Jest Pan aktorem, malarzem, tancerzem serpentynowym. Czy któraś z tych ról jest Panu wyjątkowo bliska?

Najważniejsza jest dla mnie chwila – moment kontaktu z publicznością, który często zapamiętuje się na całe życie.

Zawsze bliskie będzie mi malarstwo, bo towarzyszyło mi od końca szkoły podstawowej. Obecnie, z braku energii, zostało na jakiś czas odłożone na bok, ale mam zamiar kontynuować tę pasję w formie malarstwa monumentalnego.

Teraz poświęcam się tańcowi serpentynowemu, który pozwala mi uwolnić gromadzącą się energię, balast dnia codziennego.

O scenie też długo marzyłem. Na imprezach czułem się doskonale, opowiadając kawały. Mam również dobre wspomnienia związane z pantomimą. Tą formą komunikacji zaczynałem kontaktować się z osobami głuchymi, kiedy nie znałem języka migowego.

W tańcu serpentynowym też są momenty, w których trzeba grać twarzą – wyraziście i czytelnie, żeby wszystko było widoczne. Czasem jest się tłem. Pamiętam, jak podczas Herodów z białą peleryną wtapiałem się w śnieżny krajobraz. To mnie satysfakcjonowało.

Wszystko jest ważne, wszystko jest bliskie, wszystko jest bardzo potrzebne – jak tlen człowiekowi, jak woda rybie.

Uwolniony ptak. Rozmowa z Alfredem Polokiem

Fot. Archiwum prywatne

Kiedy i jak zaczęła się Pana przygoda ze sztuką?

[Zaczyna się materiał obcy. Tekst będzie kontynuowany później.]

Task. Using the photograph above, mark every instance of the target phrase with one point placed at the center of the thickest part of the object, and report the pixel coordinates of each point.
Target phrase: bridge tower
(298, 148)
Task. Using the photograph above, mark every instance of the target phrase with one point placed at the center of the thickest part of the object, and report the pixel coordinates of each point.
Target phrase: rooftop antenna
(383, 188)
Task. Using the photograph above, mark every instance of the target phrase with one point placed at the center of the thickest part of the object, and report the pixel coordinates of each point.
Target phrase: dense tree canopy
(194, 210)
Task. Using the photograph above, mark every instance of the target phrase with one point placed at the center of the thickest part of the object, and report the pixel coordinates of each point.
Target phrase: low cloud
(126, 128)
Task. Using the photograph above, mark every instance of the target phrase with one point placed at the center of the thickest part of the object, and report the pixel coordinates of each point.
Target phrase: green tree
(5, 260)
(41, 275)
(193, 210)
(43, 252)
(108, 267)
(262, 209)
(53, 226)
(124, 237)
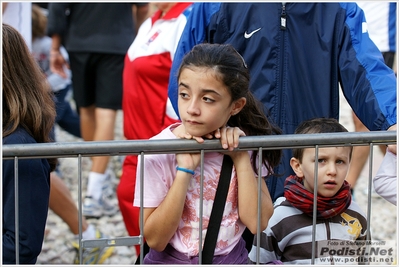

Wrażliwość na sztukę wizualną wynika z mojej natury. Jestem osobą słabosłyszącą, a kiedy jeden zmysł jest ograniczony, w sukurs rozwija się inny – w moim przypadku wzrok. Plastyka formy i tkaniny daje mi rozkosz wzrokową. Lubię też obserwować zachowania ludzkie, stąd zainteresowania aktorstwem, zwłaszcza pantomimą, która sprawia mi również wielką frajdę.

Zacząłem przelewać moje wrażenia wzrokowe na płótno. Z fascynacji sztuką wizualną narodziła się też fascynacja tańcem serpentynowym. Zawsze podobały mi się postacie w pelerynach, takie jak Superman. Wspominam moment z Dni Krzyżowych, gdy zauważyłem w trakcie pochodu, jak wiatr podwiewał księdzu kapę do góry. Był to piękny i uroczysty widok.

Długo marzyłem, żeby wystąpić w pelerynie.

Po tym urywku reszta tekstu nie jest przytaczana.